Natasha raised an eyebrow, but took the phone. She looked at it for a moment before she said, "Here, this one," and handed it back with the number highlighted.

"Really?" Tony asked, incredulous. "You're screwing with me." Nothing was _ever _that easy. And what sort of idiot had 'headquarters' listed in their phone?

Natasha shrugged. "I'm not. It doesn't say 'headquarters,' though, it says 'main base line.' Now, like I was saying, Fury says there's been activity about a hundred miles from here related to an international terrorist group. Kidnappings, disappearances, that sort of thing. And then, one of their operatives was caught trying to smuggle a shipment of technetium across the India/Pakistan border last month—"

"JARVIS, see if you can find where that number goes," Tony interrupted again. Then, "Technetium? You're kidding, right?"

"No?" Natasha said, growing visibly irritated with his interruptions.

"What's that used for?" Clint asked.

Tony frowned. "It emits gamma radiation."

Everyone looked at each other with identical looks of dismay.

"You don't think..." Steve started, but trailed off, unwilling to finish the sentence.

"I don't know what to think," Tony answered frankly. "Except something's going on here, and I don't like it.

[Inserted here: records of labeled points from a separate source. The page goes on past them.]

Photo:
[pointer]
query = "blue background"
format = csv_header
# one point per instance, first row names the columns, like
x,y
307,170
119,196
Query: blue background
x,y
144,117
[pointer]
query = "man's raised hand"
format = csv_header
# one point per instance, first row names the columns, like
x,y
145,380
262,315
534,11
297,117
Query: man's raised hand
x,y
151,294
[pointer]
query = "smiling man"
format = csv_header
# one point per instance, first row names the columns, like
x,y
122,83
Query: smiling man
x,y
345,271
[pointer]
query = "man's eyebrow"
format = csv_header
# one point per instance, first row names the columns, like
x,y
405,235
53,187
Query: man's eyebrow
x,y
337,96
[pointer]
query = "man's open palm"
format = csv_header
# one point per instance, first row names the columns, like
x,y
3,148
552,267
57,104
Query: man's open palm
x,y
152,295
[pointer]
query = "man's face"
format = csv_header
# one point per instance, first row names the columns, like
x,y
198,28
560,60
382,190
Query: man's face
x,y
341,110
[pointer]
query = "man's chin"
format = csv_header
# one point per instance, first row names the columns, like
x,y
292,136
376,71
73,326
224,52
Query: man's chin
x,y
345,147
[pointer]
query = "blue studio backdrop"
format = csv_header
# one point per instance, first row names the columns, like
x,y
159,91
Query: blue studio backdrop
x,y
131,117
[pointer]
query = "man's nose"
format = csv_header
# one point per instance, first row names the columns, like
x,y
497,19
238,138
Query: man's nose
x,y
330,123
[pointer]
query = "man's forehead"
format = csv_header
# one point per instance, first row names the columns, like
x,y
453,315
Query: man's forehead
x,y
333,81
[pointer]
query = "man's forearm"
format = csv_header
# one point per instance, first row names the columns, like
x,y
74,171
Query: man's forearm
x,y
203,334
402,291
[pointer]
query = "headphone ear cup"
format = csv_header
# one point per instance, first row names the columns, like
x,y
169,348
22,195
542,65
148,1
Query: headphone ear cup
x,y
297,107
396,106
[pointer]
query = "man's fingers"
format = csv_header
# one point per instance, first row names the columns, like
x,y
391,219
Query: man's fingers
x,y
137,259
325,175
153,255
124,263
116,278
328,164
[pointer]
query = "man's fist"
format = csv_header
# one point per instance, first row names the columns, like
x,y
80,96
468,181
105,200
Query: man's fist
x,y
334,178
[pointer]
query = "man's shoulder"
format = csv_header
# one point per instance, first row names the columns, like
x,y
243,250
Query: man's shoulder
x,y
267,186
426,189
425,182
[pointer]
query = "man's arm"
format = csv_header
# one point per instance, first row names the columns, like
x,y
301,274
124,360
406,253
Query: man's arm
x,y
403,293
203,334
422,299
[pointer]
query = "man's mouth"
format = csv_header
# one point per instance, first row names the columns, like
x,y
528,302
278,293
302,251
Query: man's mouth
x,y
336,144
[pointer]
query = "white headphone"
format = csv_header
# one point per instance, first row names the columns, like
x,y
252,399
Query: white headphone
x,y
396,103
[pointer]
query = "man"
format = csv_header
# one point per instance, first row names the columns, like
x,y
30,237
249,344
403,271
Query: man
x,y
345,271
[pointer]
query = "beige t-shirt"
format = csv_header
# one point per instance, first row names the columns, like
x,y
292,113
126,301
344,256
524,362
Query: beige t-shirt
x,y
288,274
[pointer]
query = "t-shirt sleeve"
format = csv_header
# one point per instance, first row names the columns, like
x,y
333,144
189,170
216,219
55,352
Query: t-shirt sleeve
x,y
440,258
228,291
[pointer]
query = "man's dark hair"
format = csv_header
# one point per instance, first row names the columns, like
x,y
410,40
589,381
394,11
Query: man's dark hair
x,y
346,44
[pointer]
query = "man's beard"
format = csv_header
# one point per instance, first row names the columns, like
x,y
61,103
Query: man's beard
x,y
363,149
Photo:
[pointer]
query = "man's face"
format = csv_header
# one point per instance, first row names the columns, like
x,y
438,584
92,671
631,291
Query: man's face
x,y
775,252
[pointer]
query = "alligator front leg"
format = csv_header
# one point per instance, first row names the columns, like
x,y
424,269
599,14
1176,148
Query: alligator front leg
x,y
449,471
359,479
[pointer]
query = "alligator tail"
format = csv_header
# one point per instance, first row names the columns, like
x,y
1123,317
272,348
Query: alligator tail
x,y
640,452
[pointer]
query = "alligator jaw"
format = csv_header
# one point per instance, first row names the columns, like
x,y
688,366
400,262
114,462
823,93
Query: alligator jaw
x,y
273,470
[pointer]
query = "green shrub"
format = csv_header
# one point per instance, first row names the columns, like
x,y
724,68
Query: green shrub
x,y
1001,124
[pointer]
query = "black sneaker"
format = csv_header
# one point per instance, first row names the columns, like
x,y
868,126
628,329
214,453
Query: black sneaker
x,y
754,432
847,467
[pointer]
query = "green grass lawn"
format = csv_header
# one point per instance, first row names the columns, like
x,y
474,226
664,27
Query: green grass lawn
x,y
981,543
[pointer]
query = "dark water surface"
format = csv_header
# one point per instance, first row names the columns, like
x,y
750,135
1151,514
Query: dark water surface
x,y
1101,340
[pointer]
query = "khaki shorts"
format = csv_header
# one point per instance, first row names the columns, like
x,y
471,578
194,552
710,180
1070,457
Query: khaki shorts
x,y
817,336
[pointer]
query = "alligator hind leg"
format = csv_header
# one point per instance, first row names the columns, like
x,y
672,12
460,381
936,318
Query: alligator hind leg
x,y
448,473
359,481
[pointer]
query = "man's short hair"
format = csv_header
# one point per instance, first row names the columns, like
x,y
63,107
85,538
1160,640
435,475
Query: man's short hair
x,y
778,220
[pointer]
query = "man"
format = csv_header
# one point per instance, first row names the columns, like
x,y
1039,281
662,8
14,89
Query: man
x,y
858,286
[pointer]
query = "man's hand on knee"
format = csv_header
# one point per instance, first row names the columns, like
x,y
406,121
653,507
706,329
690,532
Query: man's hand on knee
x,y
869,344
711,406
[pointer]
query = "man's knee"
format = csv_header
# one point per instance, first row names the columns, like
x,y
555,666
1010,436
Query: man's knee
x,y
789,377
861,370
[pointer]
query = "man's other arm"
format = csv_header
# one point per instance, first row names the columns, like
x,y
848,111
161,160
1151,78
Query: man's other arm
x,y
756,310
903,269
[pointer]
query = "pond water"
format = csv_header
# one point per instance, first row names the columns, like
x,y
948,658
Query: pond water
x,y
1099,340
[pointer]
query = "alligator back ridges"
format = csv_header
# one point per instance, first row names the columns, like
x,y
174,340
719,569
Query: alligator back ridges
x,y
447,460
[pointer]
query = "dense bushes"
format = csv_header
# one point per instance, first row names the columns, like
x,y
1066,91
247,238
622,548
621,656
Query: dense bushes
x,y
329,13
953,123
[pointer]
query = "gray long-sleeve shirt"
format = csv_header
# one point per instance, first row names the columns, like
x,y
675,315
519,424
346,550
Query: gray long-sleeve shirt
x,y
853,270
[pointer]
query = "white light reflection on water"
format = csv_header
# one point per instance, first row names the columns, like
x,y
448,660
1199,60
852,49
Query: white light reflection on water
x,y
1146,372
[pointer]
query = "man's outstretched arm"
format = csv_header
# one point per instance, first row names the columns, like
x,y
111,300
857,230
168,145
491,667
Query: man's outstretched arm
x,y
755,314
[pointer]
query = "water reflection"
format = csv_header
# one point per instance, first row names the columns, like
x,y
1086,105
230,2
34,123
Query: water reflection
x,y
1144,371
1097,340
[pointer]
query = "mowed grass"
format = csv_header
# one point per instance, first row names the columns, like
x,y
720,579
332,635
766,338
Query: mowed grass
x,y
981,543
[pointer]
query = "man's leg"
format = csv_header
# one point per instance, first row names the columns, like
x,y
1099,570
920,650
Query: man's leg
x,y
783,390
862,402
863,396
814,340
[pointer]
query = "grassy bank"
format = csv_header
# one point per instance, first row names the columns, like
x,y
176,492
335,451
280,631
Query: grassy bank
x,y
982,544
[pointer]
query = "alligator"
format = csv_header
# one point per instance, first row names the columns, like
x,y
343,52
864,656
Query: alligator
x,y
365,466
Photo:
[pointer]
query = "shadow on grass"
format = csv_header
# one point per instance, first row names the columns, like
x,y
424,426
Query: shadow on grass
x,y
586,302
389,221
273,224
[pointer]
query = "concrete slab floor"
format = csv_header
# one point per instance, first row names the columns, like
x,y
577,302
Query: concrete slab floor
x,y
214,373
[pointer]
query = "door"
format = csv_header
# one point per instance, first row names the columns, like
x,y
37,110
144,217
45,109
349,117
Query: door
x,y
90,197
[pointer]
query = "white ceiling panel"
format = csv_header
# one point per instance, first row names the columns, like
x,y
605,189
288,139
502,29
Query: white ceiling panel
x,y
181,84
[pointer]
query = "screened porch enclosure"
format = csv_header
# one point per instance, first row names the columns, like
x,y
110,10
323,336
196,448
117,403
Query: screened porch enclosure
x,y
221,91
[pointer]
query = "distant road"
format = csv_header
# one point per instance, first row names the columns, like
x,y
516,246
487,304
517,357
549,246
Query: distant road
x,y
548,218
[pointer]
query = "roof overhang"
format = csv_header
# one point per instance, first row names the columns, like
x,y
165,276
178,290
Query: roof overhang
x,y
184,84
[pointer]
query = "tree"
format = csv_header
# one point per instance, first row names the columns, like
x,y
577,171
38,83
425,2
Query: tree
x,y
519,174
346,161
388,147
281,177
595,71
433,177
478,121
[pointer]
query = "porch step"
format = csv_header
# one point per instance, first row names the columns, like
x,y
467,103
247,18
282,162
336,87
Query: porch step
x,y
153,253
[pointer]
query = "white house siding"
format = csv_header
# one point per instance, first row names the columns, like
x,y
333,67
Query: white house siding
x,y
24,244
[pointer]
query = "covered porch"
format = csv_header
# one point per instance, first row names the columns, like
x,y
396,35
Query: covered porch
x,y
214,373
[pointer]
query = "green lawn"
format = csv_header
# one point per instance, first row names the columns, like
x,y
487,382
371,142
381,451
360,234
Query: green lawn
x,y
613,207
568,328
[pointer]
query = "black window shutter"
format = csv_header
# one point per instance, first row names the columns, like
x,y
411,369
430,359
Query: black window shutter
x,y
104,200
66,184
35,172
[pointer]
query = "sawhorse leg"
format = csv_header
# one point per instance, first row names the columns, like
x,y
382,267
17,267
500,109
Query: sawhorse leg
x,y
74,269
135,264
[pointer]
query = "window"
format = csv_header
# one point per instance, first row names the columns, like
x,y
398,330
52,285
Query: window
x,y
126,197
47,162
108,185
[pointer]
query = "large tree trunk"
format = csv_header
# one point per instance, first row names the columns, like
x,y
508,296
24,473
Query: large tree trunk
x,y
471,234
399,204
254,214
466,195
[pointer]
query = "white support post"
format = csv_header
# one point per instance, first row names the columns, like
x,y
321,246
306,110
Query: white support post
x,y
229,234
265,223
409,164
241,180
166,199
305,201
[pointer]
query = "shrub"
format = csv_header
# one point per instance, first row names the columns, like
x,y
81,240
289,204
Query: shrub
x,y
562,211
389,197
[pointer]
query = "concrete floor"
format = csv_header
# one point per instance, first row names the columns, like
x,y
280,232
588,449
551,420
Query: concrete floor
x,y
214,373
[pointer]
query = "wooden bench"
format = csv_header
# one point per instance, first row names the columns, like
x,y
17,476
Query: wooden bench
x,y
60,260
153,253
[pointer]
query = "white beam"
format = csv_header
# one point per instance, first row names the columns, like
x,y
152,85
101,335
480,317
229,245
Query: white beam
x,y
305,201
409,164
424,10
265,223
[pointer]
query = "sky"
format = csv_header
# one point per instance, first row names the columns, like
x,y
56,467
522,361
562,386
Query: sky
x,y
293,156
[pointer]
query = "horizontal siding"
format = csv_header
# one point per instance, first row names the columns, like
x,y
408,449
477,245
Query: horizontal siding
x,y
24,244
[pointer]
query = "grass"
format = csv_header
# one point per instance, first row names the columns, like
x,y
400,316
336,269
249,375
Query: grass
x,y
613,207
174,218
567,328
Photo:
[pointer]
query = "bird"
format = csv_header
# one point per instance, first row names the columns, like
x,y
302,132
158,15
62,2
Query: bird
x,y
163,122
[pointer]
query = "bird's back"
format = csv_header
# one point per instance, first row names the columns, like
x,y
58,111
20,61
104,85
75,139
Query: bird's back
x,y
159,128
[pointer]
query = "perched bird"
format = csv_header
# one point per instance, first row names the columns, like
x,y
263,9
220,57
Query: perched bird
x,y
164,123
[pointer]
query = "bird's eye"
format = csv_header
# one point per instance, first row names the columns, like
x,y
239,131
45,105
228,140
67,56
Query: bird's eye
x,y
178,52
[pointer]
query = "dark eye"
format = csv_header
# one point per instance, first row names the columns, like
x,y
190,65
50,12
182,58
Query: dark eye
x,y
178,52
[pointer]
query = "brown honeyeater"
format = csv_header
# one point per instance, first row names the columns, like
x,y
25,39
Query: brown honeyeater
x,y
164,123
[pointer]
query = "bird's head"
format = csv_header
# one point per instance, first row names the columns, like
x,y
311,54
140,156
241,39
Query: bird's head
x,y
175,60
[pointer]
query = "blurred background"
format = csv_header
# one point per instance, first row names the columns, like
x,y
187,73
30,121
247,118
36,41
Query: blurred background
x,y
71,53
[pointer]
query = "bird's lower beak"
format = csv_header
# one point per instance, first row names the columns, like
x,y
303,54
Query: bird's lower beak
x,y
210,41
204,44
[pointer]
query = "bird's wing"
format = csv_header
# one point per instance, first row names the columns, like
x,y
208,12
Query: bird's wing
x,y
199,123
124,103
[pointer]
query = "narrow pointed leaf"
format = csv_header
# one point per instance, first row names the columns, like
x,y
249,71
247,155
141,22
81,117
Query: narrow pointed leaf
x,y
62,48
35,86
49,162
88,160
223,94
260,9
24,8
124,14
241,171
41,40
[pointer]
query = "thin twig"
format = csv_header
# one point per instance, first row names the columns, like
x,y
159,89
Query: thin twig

It looks like some secret terrorist group took Bruce, and they're doing _something _with gamma radiation. That doesn't add up to anything good."

"We don't know for sure that Bruce was...taken," Steve pointed out. "I mean," he looked down, "How could he be?"

It was a good point. Bruce didn't have to go anywhere he didn't want to. But Tony didn't like the implication.

"You're not suggesting Bruce went willingly, are you?" Tony asked harshly. "'Cause that's bullshit. He doesn't play with terrorists any more than we do." Unless he didn't have a choice. But _how _could he not have a choice? Bruce's alter ego could get him out of any unpleasant situation.

Maybe whoever had taken him had some way to keep the Hulk in check. And _that _was a terrifying thought.

"No," Steve answered. "It's just...there's something weird going on here."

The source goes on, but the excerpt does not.